Happy experimenting.

(For many more recipes like these, and a lot of good information about the background and science of bioplastics, get the Green Plastics book.)


Comments (20)

  1. Hello love your website and was interested in making these but had no idea what 1% Glycerol solution is. Eventually found this in the Appendix of the Green Plastics book:

    “Before you begin, it will be useful to make up a stock solution of diluted glycerol.
    Mix up a solution that has 10ml of glycerol for every litre of water (or 2 tsp of glycerol for every quart). This will give you a solution that is 1% by volume. Everytime a recipe calls for a certain amount of a 1% glycerol solution you can then simply measure from this stock”

  2. Veronika says:

    Hello,

    is there anything wrong with the agar-starch-blend recipe?

    1.5 g (1/2 tsp) sorbitol
    3.0 g (1 tsp) starch
    3.0 g (1 tsp) agar
    240 ml (1 cup) of 1% glycerol solution
    300 ml (1 1/4 cup) water —> water again?
    0.75 g (1/2 tsp) agar —> agar again?
    120 ml (1/2 cup) of 1% glycerol solution —> glycerol again?

    Is it two recipes? Or am I supposed to make two mixtures and blend it afterwards?

  3. Anthony says:

    Find small or large amounts of Agar powder at TheHalloweeners.com , I get stuff all the time there

  4. klvalkyrja63 says:

    I am wondering the same thing: why are are repeat ingredients of different amounts n the recipe for the agar-starch-blend recipe?

    • Green Plastics says:

      Thanks for the comment! You are absolutely right, there is a typo / error in the recipe. I will go correct it immediately.

      Thanks for pointing it out!

  5. Nicola says:

    You can buy agar, usually called agar agar, for next to nothing from Asian grocery stores.

  6. Kerri says:

    What can I substitute for sorbitol? Can’t find it anywhere.

    • Ahalya says:

      Its formula is C6H14O6.It is know by many names.So make sure you check every chemical.For example its also know as Mannitol.

    • Crazyrlt25 says:

      I got sorbitol only on Amazon. It would be very difficult to find it at grocery stores. Sorbitol is a substitute for sugar but I don’t know if you could use sugar in place of sorbitol for the recipe.

  7. Crazyrlt25 says:

    I made the gelatin agar blend and it doesn’t harden. It’s just a jelly. Do you have any suggestions?

    • Green Plastics says:

      If you used the recipe on this page, the most common mistake I see people make is with the glycerol. The amount listed in the recipe is for a 1% glycerol solution, i.e. 1 part glycerol for 99 parts water. If you use a glycerol solution that is too strong, it will make the result gooey like jelly.

  8. Monica says:

    So if I make a box from this and it goes in the ocean…can fish eventually eat it or are any of the mixes toxic?

    • Green Plastics says:

      The main ingredients listed here are all non-toxic. The only way it would be toxic is if you decided to ADD something toxic to it, for example if you wanted to change the color and used a toxic dye. As long as you are careful not to add anything toxic, the basic ingredients listed here are all safe and environmentally-friendly.
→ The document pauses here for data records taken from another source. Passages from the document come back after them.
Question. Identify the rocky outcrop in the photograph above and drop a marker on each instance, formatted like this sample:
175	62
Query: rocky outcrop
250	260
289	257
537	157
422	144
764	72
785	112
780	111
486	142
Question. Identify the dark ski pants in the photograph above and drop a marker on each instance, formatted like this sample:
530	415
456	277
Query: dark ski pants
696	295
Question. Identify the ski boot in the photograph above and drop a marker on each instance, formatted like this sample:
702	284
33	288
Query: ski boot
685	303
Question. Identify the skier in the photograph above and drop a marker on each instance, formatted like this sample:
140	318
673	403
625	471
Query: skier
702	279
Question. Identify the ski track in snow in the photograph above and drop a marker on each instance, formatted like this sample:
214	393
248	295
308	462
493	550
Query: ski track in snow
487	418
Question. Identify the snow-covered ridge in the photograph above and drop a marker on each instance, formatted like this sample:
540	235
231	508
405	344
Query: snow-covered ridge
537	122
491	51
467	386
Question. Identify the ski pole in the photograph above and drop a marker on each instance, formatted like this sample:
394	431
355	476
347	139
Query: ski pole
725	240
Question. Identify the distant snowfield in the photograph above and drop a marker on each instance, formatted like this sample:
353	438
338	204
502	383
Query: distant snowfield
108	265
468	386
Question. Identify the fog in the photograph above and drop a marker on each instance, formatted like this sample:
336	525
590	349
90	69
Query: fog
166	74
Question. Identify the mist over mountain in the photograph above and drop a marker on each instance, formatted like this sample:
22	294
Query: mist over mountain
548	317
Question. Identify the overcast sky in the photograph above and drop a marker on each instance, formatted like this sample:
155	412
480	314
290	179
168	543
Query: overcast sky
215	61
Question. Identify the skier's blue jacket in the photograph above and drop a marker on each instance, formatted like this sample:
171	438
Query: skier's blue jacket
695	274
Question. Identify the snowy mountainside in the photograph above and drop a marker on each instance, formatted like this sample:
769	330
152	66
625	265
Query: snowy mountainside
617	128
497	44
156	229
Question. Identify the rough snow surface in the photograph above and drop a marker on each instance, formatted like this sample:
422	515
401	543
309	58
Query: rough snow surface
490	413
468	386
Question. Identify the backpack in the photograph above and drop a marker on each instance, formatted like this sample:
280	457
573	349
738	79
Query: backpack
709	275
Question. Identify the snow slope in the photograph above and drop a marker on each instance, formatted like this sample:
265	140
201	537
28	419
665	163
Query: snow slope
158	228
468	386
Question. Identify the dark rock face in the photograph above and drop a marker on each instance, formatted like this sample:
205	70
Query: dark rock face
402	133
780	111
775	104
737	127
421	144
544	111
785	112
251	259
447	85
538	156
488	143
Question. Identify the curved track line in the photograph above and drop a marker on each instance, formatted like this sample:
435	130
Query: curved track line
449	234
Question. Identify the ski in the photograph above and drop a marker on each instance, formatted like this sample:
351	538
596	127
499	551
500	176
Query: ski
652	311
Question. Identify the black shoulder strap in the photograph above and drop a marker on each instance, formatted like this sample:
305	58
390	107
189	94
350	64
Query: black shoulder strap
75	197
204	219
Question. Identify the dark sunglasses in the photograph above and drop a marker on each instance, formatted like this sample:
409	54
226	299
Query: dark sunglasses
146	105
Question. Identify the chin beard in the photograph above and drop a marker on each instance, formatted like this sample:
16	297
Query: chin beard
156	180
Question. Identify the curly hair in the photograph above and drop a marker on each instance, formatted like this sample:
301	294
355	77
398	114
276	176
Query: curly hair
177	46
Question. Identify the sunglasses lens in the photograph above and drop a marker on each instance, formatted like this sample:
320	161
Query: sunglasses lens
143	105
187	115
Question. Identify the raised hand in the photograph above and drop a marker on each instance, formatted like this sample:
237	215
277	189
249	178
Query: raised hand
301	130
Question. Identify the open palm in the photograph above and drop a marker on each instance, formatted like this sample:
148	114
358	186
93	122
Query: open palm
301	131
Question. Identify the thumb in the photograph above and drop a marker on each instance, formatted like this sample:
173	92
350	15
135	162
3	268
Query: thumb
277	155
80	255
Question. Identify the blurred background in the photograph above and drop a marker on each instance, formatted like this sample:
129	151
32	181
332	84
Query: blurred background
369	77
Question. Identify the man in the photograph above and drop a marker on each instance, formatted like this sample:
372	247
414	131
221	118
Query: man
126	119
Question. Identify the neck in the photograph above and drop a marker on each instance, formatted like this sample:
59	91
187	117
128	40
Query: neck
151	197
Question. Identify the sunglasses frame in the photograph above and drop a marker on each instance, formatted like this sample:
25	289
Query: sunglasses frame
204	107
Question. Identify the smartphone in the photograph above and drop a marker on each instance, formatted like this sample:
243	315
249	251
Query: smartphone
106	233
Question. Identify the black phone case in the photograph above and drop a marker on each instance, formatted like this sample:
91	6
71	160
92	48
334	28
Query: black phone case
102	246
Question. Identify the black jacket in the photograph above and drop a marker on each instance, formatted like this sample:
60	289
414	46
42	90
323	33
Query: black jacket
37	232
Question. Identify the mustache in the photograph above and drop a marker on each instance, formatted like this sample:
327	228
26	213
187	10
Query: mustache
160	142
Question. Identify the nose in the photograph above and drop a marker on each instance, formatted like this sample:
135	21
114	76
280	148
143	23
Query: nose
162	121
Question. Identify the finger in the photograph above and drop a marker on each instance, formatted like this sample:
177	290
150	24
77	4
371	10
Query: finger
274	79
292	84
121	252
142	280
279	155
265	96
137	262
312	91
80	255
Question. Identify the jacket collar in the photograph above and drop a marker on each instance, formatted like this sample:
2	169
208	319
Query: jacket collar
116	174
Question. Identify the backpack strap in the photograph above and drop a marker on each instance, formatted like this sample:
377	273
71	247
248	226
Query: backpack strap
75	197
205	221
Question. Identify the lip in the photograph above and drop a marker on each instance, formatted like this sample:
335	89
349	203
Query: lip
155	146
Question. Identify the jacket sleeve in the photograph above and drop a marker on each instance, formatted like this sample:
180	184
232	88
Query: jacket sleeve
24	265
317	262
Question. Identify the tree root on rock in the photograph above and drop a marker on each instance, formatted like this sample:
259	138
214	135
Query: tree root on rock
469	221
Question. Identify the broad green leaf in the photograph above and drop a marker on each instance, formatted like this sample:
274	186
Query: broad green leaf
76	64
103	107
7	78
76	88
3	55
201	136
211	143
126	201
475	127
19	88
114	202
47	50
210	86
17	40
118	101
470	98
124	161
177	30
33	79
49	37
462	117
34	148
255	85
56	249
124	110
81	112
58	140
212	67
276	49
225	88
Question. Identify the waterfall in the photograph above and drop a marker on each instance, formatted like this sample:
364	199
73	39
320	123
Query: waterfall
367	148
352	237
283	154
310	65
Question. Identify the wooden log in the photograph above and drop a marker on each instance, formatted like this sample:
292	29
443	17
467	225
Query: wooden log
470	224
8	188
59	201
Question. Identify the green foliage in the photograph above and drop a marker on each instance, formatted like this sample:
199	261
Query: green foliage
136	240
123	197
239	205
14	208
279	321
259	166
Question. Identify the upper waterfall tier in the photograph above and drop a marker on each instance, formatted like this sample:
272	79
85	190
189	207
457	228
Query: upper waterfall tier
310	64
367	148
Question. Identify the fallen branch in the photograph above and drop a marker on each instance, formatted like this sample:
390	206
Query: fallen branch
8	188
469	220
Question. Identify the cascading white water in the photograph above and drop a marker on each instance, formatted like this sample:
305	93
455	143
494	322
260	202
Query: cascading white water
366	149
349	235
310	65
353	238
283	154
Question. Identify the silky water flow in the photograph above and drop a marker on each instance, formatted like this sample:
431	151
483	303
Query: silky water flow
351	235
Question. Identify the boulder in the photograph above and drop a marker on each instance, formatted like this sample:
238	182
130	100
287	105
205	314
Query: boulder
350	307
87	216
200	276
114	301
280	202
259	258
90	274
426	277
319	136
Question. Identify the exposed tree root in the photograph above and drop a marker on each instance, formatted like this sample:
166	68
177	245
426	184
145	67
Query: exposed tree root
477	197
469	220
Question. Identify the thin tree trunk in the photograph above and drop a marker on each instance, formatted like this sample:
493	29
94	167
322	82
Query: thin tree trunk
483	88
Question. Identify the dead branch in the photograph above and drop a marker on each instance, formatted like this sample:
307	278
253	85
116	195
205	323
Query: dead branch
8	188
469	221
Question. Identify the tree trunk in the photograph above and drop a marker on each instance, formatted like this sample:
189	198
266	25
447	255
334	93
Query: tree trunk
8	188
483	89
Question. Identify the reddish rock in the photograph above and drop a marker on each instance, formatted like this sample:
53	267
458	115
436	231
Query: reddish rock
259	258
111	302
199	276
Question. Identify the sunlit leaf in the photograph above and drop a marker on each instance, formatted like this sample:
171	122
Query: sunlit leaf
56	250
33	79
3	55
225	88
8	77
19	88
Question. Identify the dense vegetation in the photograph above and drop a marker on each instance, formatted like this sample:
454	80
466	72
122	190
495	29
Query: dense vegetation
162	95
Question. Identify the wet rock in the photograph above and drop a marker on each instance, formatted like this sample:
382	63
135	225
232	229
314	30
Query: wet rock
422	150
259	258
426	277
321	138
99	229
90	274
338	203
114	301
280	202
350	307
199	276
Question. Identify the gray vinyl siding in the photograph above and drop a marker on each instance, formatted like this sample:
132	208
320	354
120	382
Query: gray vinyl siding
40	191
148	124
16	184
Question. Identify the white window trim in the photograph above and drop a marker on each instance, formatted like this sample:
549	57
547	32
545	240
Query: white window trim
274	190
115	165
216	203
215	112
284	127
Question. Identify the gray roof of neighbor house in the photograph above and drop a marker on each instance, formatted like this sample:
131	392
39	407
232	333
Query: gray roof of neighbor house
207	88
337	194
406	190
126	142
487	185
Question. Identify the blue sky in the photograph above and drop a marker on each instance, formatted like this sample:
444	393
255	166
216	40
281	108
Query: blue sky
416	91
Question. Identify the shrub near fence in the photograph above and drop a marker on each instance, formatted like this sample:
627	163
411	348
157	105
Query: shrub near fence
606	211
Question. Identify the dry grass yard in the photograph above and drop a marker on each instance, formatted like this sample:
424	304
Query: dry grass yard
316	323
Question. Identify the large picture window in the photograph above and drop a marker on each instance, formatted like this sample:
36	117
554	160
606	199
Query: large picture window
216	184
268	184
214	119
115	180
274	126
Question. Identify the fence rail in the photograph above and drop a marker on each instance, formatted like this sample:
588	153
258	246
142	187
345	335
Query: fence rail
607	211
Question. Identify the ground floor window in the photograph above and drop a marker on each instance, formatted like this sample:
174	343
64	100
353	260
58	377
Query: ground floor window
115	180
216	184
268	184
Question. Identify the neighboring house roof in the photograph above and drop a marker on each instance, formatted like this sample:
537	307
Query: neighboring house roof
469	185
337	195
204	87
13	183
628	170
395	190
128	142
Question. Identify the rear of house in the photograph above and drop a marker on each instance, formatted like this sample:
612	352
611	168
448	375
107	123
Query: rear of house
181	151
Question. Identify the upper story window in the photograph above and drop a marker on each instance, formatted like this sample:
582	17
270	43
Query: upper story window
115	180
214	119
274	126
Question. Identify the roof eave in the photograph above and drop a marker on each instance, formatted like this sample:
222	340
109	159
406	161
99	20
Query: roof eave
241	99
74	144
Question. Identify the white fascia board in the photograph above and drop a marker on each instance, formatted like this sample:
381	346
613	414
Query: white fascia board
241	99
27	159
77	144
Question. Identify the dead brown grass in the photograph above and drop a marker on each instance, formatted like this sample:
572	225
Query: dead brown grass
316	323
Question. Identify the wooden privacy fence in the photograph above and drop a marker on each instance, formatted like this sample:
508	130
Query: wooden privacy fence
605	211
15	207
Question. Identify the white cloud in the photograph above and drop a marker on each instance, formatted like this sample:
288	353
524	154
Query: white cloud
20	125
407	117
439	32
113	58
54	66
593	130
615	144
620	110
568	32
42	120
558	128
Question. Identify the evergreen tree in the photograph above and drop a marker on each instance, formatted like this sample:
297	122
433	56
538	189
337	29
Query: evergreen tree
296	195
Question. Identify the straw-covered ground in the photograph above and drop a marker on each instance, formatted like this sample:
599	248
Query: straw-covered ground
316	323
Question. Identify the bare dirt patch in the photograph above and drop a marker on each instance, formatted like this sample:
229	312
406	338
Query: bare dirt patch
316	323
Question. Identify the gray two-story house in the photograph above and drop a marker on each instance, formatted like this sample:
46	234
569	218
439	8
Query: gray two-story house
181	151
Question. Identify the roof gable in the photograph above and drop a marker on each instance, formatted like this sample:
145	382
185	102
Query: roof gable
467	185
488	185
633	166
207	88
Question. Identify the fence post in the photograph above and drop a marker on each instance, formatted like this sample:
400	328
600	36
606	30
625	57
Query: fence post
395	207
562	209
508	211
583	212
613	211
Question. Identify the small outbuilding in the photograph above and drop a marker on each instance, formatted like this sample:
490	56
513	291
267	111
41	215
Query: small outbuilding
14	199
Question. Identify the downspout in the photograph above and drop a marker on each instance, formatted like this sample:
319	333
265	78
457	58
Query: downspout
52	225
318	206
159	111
  9. Laure Fernandez says:

    Hello, I am a french fashion design student and I am experimenting bioplastics. I would like to know if I am doing it right because the result is not what I expected. When I heat the mixture it stays liquid and it take quite a long time to dry after that. Also once the plastic is dry, it is not strong at all, and if I put it under water it becomes slimy and sticky. Is it supposed to be waterproof ? I am trying to use it in my final year collection so I would be very grateful for your help !

    Thank you
    Laure

    • Vera says:

      Hello,

      You should contact Ingrid Rautemberg if you are studing fashion. She won an Award last year with Kering group and her collection was entirely made out of bioplastic. Hope this helps.

  10. Lot says:

    is it works by anyone? i bye the green plastics book and try but is not working….

  11. Sarai says:

    How is it in water? Does it return back to its goo state if submerged in water?

  12. michael clark says:

    I was wondering if it was edible. Because if so, it could be fed to livestock and it would never enter the environment at all.